By this year, before the JDD Conference, He Xiaodong, the senior vice - president of JD Group and the deputy dean of the JD Exploration Research Institute, also mentioned in an interview with the media that "JD.com's large model has emphasized industrial attributes from the beginning. We not only use general Internet data but also construct data for specific industries and tasks to make the model more deeply used in vertical fields." This again highlights JD.com's strategic orientation of using industrial depth to polish AI depth.
It can be seen that the emphasis on in - depth application at the JDD Conference is actually a re - affirmation of JD.com's consistent AI strategy. The only difference is that after self - use and polishing, JD.com has begun to release its AI capabilities externally to promote the actual application of AI in all industries. However, whether it was only for self - use at the beginning or open - source now, JD.com's AI ambition has always been rooted in scenarios.
Since this year, both the industrial circle and the capital market have been emphasizing the ROI index of AI applications, which actually also emphasizes that AI should move from the stacking of computing power and parameter indicators to the value improvement of real application scenarios.

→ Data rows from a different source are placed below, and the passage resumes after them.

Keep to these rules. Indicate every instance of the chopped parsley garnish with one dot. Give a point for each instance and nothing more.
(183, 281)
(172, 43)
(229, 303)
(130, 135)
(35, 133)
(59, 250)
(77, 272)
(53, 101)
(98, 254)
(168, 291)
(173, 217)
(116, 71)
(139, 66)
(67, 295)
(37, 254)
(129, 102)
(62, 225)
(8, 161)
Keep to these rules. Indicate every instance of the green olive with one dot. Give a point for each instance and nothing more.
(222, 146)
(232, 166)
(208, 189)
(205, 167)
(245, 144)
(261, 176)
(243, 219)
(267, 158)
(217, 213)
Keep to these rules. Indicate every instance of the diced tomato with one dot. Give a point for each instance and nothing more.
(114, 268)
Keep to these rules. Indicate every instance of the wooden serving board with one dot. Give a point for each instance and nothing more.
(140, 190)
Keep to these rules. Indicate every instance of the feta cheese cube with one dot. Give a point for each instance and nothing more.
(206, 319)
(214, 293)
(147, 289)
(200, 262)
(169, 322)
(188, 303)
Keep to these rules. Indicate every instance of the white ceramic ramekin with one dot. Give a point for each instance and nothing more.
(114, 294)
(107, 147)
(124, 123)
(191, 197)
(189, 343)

Taking Microsoft, which is deeply tied to OpenAI, as an example, in its latest financial report and earnings conference call, it hardly mentions the parameters of the GPT series models as it used to, but instead emphasizes more on the performance optimization, actual application effects, and relevant product capabilities of the models, especially the usage of Copilot. It is reported that the monthly active users of the Copilot series have reached 100 million, and the penetration rate of paying users has reached 35%. That is to say, Microsoft's large - scale investment in AI has not only brought actual efficiency improvement to users but also begun to bring business and investment returns to itself.

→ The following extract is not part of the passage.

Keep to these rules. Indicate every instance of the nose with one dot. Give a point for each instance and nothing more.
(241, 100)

Domestically, the most intuitive change is that at this year's WAIC, a major stage for the concentrated display of artificial intelligence, exhibitor enterprises have also begun to show more of their actual application capabilities to better answer the questions of investors visiting the exhibition about the ROI index.
JD.com's concentrated output of AI capabilities at this time echoes the industry trend and can even be said to be a leading example of the industry leader in the in - depth application of AI. Its underlying methodology is: first, root in scenarios and polish self - use in complex supply chain links such as retail, logistics, industry, and health; then, rely on the feedback loop to iteratively optimize through high - frequency data such as transactions, fulfillment, and diagnosis and treatment to make the model more and more robust; finally, move towards openness, productize and platformize the precipitated capabilities, and more importantly, open - source them, contributing the technical capabilities of intelligent agents, inference engines, and security gateways, as well as the business capabilities in vertical fields such as medical diagnosis and treatment to the industry, enabling enterprises and users to directly call and deploy JD.com's experience.
JD.com is building an in - depth AI application link in the way of "self - use precipitation to external empowerment", and judging from the existing results, this may be a highly feasible and replicable path for industrial AI.